Ed Helms must be a sweetheart. In Cedar Rapids, we find him playing Tim Lippe, a perfectly sweet and likeable guy, much like Helms' other famous characters, Andy "Nard Dog" Bernard of the office, or Stu the dentist from Hangover. And as with those characters (though to a much greater extent) Tim's sweetness is more like a flaw than an asset. Everyone thinks he's a screw-up; in reality, he's just a rube. He's in love with a former grade-school teacher (Sigourney Weaver), an older woman who's WAY less serious about it han he is. And when he gets a change to fill in at a Cedar Rapids real estate conferece, he is absolutely beside himself with excitement and enxiety. It's ridiuclous.

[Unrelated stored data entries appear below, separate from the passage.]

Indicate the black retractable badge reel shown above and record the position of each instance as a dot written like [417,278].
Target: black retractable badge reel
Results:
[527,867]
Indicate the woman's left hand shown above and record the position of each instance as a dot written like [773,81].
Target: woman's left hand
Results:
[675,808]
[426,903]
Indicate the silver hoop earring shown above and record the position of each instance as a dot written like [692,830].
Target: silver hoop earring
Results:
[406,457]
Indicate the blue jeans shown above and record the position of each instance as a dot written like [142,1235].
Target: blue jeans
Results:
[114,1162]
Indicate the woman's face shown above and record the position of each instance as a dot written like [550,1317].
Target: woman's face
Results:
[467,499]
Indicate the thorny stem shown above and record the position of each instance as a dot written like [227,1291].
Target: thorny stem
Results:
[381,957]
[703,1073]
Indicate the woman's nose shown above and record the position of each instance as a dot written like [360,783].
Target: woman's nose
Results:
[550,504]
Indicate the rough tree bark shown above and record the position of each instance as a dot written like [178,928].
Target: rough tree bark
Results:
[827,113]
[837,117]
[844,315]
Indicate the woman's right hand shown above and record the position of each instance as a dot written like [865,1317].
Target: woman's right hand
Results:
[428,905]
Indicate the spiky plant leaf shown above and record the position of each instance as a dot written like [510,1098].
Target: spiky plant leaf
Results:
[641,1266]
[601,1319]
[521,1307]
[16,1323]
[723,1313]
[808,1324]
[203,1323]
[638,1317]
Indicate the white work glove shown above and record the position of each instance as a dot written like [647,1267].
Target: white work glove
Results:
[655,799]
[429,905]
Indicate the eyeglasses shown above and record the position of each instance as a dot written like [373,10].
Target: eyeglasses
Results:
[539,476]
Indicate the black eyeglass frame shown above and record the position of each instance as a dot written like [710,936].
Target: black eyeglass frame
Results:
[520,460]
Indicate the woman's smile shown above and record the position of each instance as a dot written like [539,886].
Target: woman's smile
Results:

Tim's naivety affords him some caution and alarm when he meets his (relatively) more worldly peers. He is momentarily alarmed by the mere blackness of mild-mannered Ronald, Dean "Call me Deanzi" Ziegler's (John C. Reilly) reputation as a bad seed proceeds him, and he's perplexed by the anything-goes attitude of Joan (Anne Heche). Her proclamation that "What happens in Cedar Rapids stays in Cedar Rapids" serves as a blessing and a curse to the childlike Tim. In an ironic twist, Tim is nonplussed by the prostitute that solicits him outside the hotel — he offers her a butterscotch in lieu of a cigarette. Then again, he doesn't get that she's a hooker, yet. But there's still a lot of weekend left.
Mixing a dopey sweetheart with hellraisers in an unfamiliar environment may be pure comedy movie formula, but Cedar Rapids is a perfect example of why such a formula exists. It's hilarious, and the wacky touches provided by the fun cast of slightly-off characters only amps up the laughs. Of course, the ultimate joke of the film is the pure irony of it's namesake setting. This isn't Vegas or Bangkok. It's Cedar Rapids, where business-as-usual still has the capacity to go very, very wrong. Awesome.